If you are interested to learn more about ordinal logistic regression, check this [article](https://stats.idre.ucla.edu/r/dae/ordinal-logistic-regression/).
```{r}
# check respondents' answers
svyby(~as.numeric(driving18), ~as.factor(agec), w, svymean, na.rm=T)
#agec:1=18-29, 2=30-39, 3=40-49, 4=50-59, 5=60-69, 6=70-79, 7=80+
```
### Does respondents' level of comfort in their cars warning about an object or a slower moving vehicle differ with gender?

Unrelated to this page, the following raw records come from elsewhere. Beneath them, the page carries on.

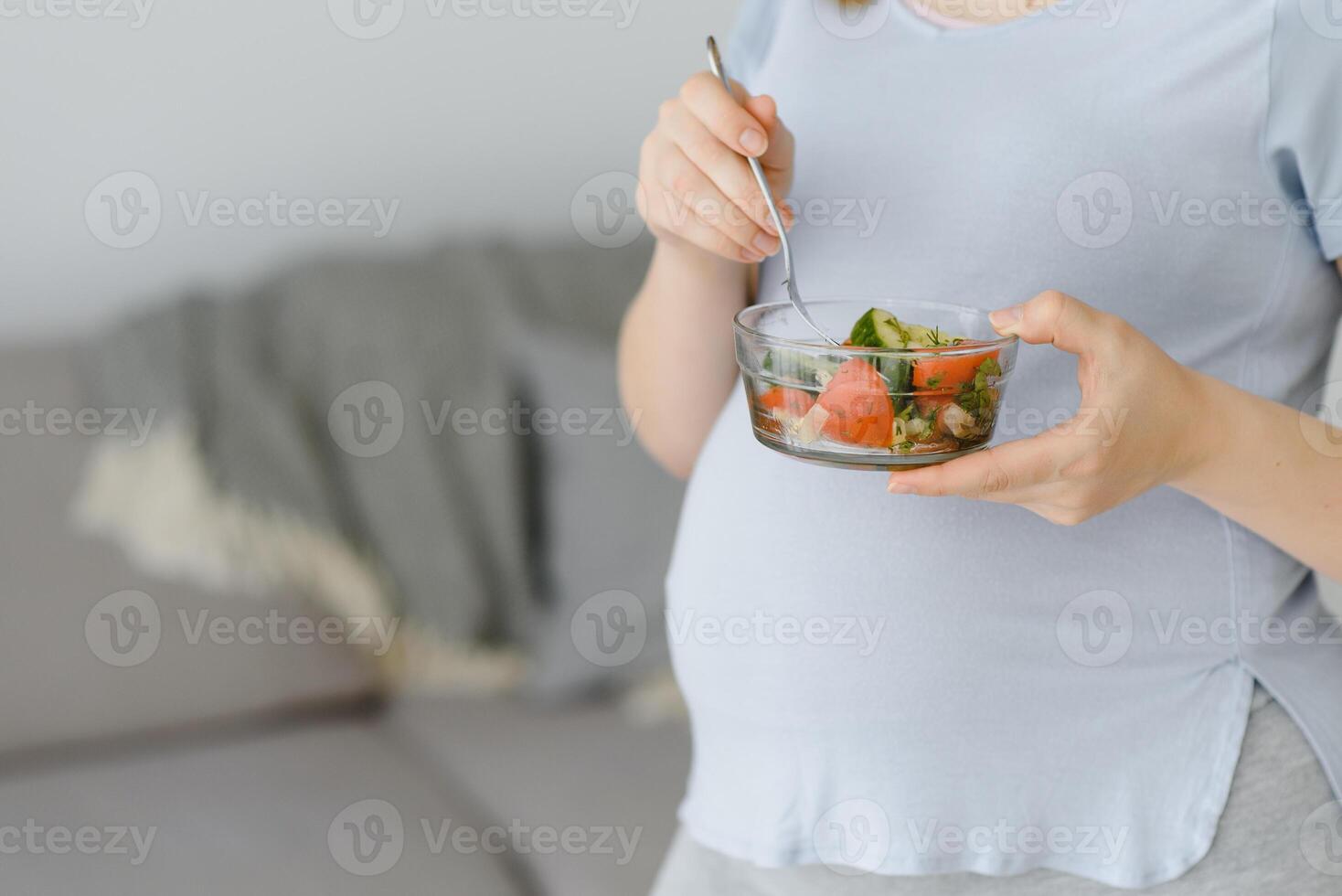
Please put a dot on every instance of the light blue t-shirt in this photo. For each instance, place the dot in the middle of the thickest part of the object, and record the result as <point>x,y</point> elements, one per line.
<point>911,686</point>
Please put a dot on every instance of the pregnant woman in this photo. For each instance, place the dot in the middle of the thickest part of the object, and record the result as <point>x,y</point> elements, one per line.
<point>1097,655</point>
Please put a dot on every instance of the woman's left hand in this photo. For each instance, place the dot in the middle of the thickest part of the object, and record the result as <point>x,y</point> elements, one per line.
<point>1143,422</point>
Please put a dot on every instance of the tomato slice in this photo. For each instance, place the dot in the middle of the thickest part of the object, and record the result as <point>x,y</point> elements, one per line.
<point>791,401</point>
<point>948,373</point>
<point>859,407</point>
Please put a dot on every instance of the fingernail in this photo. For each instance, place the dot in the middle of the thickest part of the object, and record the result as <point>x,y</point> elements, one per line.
<point>1006,316</point>
<point>766,244</point>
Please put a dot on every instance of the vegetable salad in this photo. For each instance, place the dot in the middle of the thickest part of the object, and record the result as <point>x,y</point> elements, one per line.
<point>903,404</point>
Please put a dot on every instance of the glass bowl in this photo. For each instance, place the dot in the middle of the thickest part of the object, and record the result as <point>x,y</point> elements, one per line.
<point>931,400</point>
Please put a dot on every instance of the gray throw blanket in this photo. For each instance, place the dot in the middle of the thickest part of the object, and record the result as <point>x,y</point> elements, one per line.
<point>367,404</point>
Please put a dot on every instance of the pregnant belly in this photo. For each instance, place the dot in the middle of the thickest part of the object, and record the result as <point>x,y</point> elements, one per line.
<point>802,594</point>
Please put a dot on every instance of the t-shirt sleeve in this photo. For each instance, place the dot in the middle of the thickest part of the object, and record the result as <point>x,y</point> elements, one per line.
<point>1305,112</point>
<point>748,46</point>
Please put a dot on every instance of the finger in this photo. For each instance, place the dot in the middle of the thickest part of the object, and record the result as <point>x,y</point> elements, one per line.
<point>690,189</point>
<point>1008,473</point>
<point>710,239</point>
<point>723,165</point>
<point>777,158</point>
<point>1059,319</point>
<point>723,115</point>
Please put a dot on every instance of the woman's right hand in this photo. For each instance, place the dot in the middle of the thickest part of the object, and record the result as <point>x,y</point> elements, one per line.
<point>697,187</point>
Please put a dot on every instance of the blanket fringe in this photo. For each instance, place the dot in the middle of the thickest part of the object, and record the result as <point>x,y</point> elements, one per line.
<point>160,505</point>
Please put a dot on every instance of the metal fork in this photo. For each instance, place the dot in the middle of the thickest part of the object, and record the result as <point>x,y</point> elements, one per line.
<point>716,65</point>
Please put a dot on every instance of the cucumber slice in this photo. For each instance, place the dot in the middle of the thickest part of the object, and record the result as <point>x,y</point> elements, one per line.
<point>878,329</point>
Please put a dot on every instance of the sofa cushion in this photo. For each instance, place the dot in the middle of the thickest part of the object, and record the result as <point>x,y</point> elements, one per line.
<point>267,813</point>
<point>62,593</point>
<point>607,522</point>
<point>581,767</point>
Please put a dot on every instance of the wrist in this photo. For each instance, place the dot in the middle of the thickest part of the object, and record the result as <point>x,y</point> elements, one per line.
<point>687,259</point>
<point>1208,436</point>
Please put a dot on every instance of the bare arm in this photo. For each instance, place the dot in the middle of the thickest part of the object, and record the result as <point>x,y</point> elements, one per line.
<point>1279,473</point>
<point>699,200</point>
<point>1145,420</point>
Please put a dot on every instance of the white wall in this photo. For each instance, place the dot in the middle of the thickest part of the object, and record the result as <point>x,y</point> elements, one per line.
<point>473,123</point>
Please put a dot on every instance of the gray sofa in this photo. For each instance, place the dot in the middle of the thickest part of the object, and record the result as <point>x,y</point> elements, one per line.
<point>286,767</point>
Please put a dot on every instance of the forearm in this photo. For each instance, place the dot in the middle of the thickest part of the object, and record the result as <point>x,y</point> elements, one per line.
<point>1273,470</point>
<point>676,357</point>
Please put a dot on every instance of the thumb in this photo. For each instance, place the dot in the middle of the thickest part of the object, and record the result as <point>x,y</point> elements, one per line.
<point>1059,319</point>
<point>764,109</point>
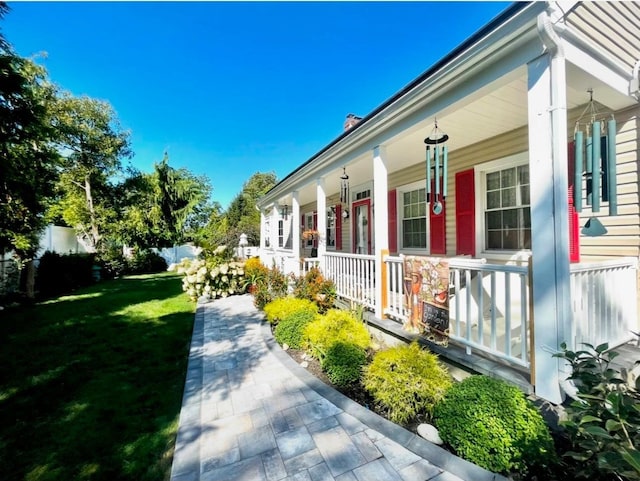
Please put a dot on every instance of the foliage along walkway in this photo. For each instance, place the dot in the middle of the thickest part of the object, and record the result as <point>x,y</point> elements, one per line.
<point>251,413</point>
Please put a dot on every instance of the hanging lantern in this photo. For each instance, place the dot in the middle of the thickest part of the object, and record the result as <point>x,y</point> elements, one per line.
<point>344,187</point>
<point>595,159</point>
<point>437,161</point>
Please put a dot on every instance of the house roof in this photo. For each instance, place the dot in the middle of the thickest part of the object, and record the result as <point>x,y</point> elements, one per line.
<point>503,17</point>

We need dummy variables here because gender is a categorical variable while regressions deal with numerical relationships. A dummy variable uses numeric values to represent categorical data. For example, 0 is male, 1 is female. Or 1 is Caucasian, 2 is African American, and 3 is other. It's called "dummy" because it doesn't make sense to interpret that as other races is three times as Caucasians. The coefficient on gender1 means the effect of being female (compared to male) has on the outcome variable.
```{r}
model <- svyolr(as.factor(driving18) ~ as.factor(gender), design = w)
summary(model)
nobs(model)
st <- coef(summary(model))
pval <- pnorm(abs(st[, "t value"]),lower.tail = FALSE)* 2
st <- cbind(st, "p value" = round(pval,4))
st
```
```{r}
svyby(~as.numeric(driving18), ~as.factor(gender), w, svymean, na.rm=T)
#0=male, 1=female
```
Let's look at multiple regression analysis. "Multiple" means two or more independent variables. For example, we can study whether respondents' level of comfort is associated with age and gender. The interpretation would be controlling for age, female are more likely to be ... than male. And controlling for gender, older respondents are more likely to be ... than younger generations (if there is any statistically significant difference). In a multiple regression, covatiates are being held at the means for continuous variables (e.g. age at the average) and the reference levels for categorical variables (e.g. gender at 0). Technically we can throw everything into a multiple regression but we should not. To choose what variables to inclue, we need to have theoretical foundations.
Question: what did you find in the literature?
```{r}
model <- svyolr(as.factor(driving18) ~ as.factor(gender)+age+as.factor(educ)+as.factor(emp)+income+hour, design = w)
summary(model)
nobs(model)
st <- coef(summary(model))
pval <- pnorm(abs(st[, "t value"]),lower.tail = FALSE)* 2
st <- cbind(st, "p value" = round(pval,4))
st
```
```{r}
svyby(~as.numeric(driving18), ~as.factor(emp), w, svymean, na.rm=T)
```
```{r}
# check the oddds ratio
round(exp(coef(model)), 2)
```
Respondents who are in the labor force are less likely to be comfortable with their vehicles alarming them of slower moving vehicle than those who are not in the labor force. **Intrepreting the coefficient -0.415656784**: When holding gender, age, education, income, and hours spend on driving constant, one unit increse in employment (i.e. from 0 to 1) leads to a 0.42 decrease in the expected value of driving18 on the log odds scale. **Intrepreting the odds ratio 0.66**: The odds of a respondent who are in the labor force being more comfortable with alarming slower moving vehicles is 66% that of a respondent who are not in the labor force, holding constant all other variables.